The thread would grab the lock on the task so that no other threads would be process this selected task. It would then move on to process the task’s records continuously, until 1) a pre-defined period of time has elapsed, or 2) the buffered input records have been exhausted. After that it will release the lock of the task and try to pick the next “high-priority“ tasks.
State Management for Active Processing Tasks
The state management procedure would be “extracted“ out of the tasks themselves and be handled within a consolidated module, a.k.a. the State Manager. Each task’s processing still interacts with the “state store“ APIs to read from/write into, and flush the states. But the actual implementations are provided by this State Manager which could optionally maintain multiple logical state stores (even from different tasks) into the same physical store engines.

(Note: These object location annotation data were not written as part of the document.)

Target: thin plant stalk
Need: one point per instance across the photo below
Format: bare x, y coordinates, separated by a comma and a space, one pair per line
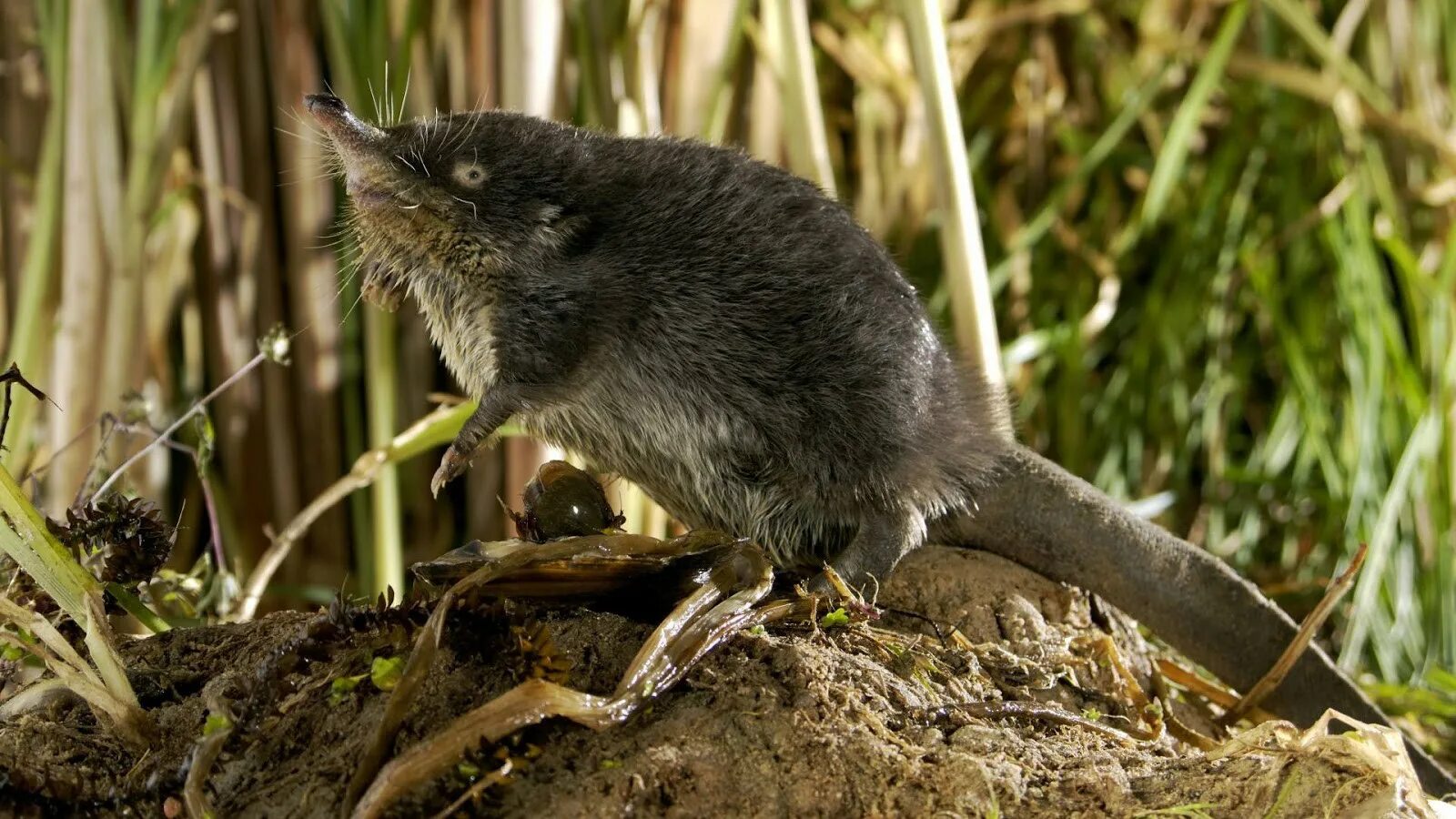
965, 256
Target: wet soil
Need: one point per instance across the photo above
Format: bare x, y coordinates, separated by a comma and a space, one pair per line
794, 720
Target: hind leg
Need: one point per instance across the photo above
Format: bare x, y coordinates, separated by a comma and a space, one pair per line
885, 537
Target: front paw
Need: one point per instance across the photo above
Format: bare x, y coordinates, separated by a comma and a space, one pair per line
451, 465
382, 288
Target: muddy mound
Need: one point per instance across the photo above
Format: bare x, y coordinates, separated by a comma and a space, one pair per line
890, 719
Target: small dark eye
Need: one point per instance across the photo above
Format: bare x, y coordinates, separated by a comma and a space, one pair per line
470, 174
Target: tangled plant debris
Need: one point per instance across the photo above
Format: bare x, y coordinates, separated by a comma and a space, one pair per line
972, 687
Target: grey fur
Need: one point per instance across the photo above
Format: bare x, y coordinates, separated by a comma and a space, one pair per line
732, 339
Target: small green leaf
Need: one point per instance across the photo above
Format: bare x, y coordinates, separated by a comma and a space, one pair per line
341, 687
385, 672
216, 723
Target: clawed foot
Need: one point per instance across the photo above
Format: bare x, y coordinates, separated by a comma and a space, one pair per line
451, 467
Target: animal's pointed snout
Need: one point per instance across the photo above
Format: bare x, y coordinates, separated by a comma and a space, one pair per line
325, 102
351, 135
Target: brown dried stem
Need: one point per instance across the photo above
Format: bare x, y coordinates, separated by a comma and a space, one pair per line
1307, 632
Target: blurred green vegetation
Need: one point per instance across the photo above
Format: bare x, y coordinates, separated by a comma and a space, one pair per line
1219, 234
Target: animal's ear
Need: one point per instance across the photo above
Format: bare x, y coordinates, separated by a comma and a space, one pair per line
558, 225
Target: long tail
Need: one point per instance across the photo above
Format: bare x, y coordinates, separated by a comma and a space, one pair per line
1046, 519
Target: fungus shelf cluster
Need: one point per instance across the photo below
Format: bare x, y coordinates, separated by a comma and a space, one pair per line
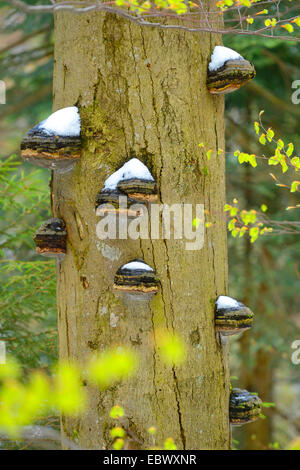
244, 407
232, 317
51, 238
131, 184
55, 143
228, 71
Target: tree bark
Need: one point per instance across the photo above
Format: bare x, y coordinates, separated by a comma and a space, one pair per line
142, 92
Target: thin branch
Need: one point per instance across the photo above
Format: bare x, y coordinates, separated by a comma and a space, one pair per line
87, 7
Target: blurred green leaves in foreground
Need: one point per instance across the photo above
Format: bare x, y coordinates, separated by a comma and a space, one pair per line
27, 282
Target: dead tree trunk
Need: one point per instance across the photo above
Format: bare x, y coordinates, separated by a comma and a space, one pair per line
142, 92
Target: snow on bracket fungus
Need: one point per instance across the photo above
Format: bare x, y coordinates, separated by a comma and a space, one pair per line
231, 316
228, 71
54, 143
244, 407
131, 184
51, 238
136, 277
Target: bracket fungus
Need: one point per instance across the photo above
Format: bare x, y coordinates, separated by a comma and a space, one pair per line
244, 407
231, 316
228, 71
51, 238
54, 143
131, 184
136, 277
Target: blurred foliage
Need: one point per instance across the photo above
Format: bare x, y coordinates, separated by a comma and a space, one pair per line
265, 275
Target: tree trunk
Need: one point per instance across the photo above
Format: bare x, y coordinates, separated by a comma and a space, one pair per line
142, 92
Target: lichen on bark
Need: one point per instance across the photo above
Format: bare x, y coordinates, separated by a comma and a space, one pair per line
142, 92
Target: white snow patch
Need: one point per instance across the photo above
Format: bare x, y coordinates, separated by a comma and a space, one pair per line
134, 168
220, 55
137, 265
64, 122
226, 302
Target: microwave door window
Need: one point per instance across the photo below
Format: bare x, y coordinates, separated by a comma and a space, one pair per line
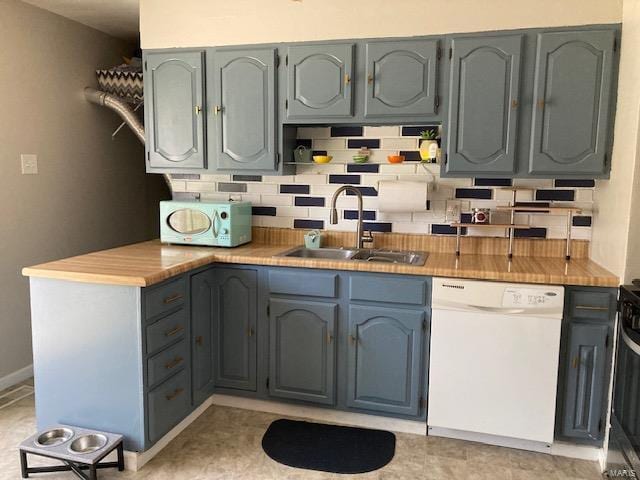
189, 222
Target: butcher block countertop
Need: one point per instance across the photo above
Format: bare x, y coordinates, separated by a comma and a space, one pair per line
147, 263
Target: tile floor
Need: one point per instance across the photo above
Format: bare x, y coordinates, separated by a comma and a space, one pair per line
224, 443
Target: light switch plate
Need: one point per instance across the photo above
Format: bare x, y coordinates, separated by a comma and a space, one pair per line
29, 162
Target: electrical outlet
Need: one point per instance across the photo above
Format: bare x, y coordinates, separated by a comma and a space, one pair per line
29, 163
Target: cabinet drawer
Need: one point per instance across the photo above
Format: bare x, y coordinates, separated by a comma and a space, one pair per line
169, 403
167, 362
388, 289
166, 330
303, 283
589, 304
165, 297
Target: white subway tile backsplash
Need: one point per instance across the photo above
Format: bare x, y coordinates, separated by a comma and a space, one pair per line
312, 180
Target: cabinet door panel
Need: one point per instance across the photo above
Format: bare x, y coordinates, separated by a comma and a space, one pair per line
174, 100
320, 81
302, 350
245, 109
202, 344
385, 356
585, 382
235, 328
571, 102
482, 118
401, 78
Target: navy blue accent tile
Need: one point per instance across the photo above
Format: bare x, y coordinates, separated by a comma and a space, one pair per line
411, 155
247, 178
492, 182
299, 223
290, 188
309, 202
446, 230
363, 142
346, 179
582, 221
232, 187
185, 176
352, 131
266, 211
561, 195
353, 215
562, 182
365, 191
417, 130
479, 193
363, 168
305, 142
377, 227
530, 233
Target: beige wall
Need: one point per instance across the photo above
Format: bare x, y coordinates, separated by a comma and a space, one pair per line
616, 226
91, 192
168, 23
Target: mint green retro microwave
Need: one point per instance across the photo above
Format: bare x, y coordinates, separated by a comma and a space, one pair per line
215, 224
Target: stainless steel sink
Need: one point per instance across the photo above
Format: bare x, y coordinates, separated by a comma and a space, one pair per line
325, 253
363, 255
389, 256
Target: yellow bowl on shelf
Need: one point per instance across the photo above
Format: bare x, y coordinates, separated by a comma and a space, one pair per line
322, 158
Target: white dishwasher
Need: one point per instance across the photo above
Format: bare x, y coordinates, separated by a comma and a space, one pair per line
493, 363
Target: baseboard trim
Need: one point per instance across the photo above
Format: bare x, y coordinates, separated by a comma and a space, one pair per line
16, 377
323, 415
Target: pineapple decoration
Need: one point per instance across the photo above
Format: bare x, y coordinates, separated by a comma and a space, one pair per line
429, 145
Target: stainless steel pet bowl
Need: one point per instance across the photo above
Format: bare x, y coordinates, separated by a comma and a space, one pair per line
54, 437
88, 443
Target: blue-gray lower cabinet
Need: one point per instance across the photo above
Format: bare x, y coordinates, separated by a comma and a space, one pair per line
235, 326
385, 359
302, 352
585, 363
203, 307
572, 101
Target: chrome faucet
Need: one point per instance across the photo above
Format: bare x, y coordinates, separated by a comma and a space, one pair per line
360, 238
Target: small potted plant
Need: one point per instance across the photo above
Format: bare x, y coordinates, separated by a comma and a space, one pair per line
429, 145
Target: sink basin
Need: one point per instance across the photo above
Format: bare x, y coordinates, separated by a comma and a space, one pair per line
388, 256
363, 255
324, 253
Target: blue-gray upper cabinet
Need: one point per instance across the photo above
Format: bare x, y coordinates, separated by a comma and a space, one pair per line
401, 78
203, 293
481, 123
174, 117
235, 320
572, 101
244, 82
319, 80
302, 350
385, 358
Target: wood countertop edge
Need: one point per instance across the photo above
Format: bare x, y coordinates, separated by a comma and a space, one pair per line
79, 273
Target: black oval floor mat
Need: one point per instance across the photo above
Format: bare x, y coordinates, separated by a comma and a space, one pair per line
329, 448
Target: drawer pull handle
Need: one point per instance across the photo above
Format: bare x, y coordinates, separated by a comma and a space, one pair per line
173, 395
594, 309
172, 298
174, 331
174, 363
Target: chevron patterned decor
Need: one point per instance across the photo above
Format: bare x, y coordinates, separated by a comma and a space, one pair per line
125, 84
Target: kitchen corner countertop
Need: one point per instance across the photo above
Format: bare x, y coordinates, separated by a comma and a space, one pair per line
148, 263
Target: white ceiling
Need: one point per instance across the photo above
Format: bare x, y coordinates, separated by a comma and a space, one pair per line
119, 18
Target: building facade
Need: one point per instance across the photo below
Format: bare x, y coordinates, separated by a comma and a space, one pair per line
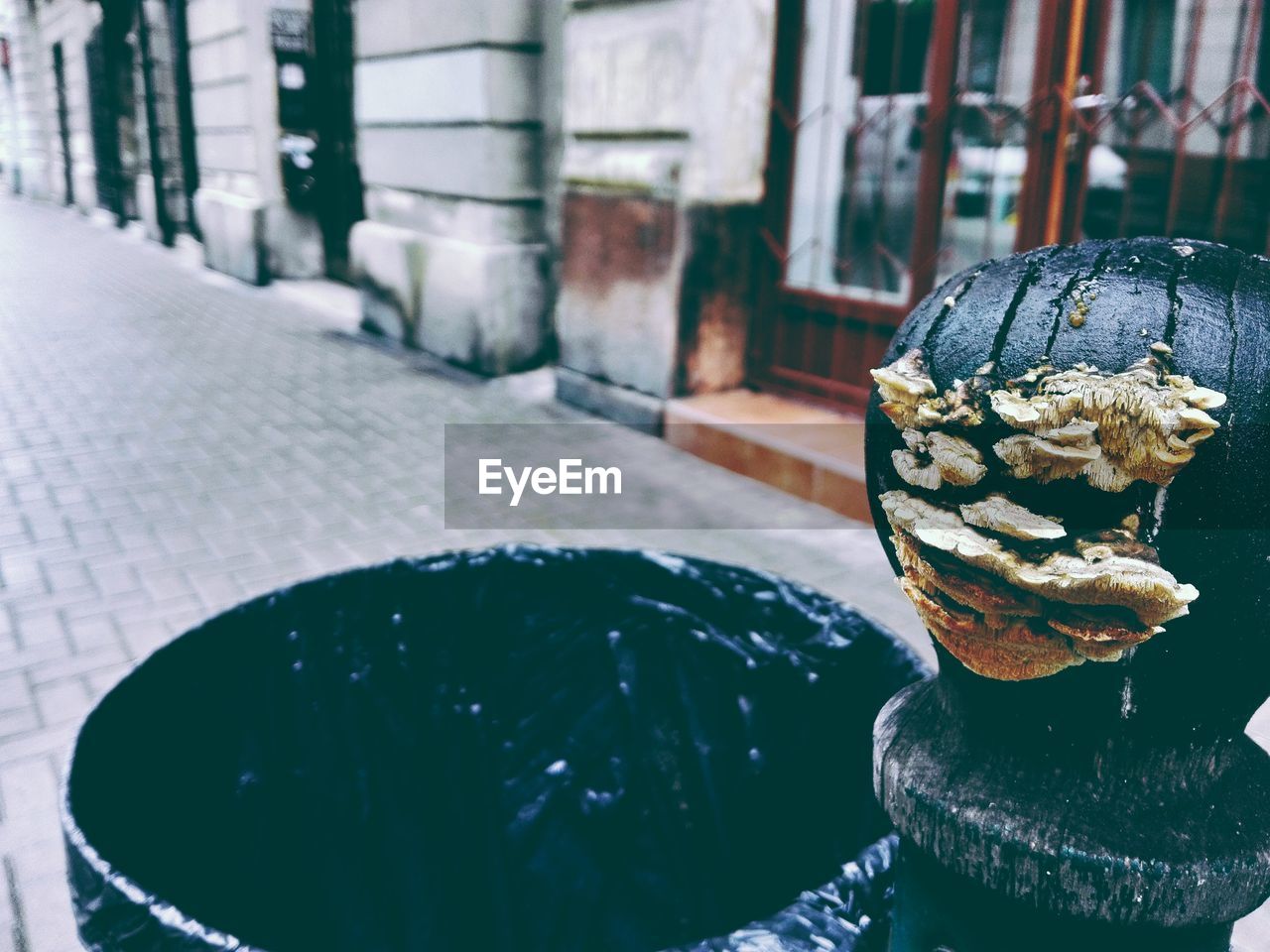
661, 197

The state store APIs are still layere but the layering would be slightly changed as “metered → change-logged → cached“ where the caching layer is managed by the state manager. More specifically:
Stream thread would touch on the metered layer to trigger the recording of the state store metrics.
Stream thread would touch on the change-logged layer to send the changelog record into the record collector (note it would not call on the producer, as it’s done by the polling thread).
Stream thread would touch on the state manager to finally update the state, and it’s abstracted away from the thread whether it only reaches the cache or get to the persistent layer at all. Nevertheless, reads from the state should be able to return uncommitted states.
Committing Active Tasks
Any task’s progress are tracked by the running metadata including “position“ and “time“, which is also used to identify the state snapshot of the task.
For standby tasks and restoring active tasks that are maintained in the state manager, they do not need to execute a full committing process. Instead, the state manager only need to periodically persist the advanced task metadata locally (when we have remote state management services, we may still need to persist the task’s metadata which would guide the state local cache warmup process).
As for those active processing tasks within the task manager, since we only have a single producer/consumer pair to execute the committing process, we need to always commit all the tasks at once. More specifically, we need to execute the following steps when we want to commit:
Flush the state of all active tasks within the task manager. If the state supports transactional updates, let the flush return a token which would be written as part of the task metadata to be persisted.
Write the changelog record of the metadata into the record collector.
Drain all the records inside the record collector and flush the producer.
Trigger the corresponding producer / consumer API depending on the processing mode (EOS or ALOS) to complete the commit.
Persist the advanced task metadata locally. NOTE this step can be done outside the EOS committing process and not be atomic, since even if we failed before this last step, we can still either 1) revert the local state to the last checkpoint and complete the restoration of the latest snapshot, or 2) bootstrap from the beginning to the latest snapshot.
Here’s a proposal for achieving the above architecture in a step-by-step manner, where each step still leaves the architecture as a workable state.
Move restoration out of processing thread
Restoration would not impact processing thread from being kicked out of the group and triggering rebalance
Introduce the processing threads
Reduce the likelihood of long blocking due to record processing
Let the Streams to be more resilient with EOS error handling
Consolidate the polling threads into a single thread
NOTE: this is a major upgrade barrier and would be better included in a major release.
Reduce the number of embedded clients as stated above
Refactor the task committing procedure and exception handling logic
Make the runtime more resilient to errors.
Move state stores into the state manager
Efficient IO and less footprint in physical state stores.
Integration with proposed cloud state storage.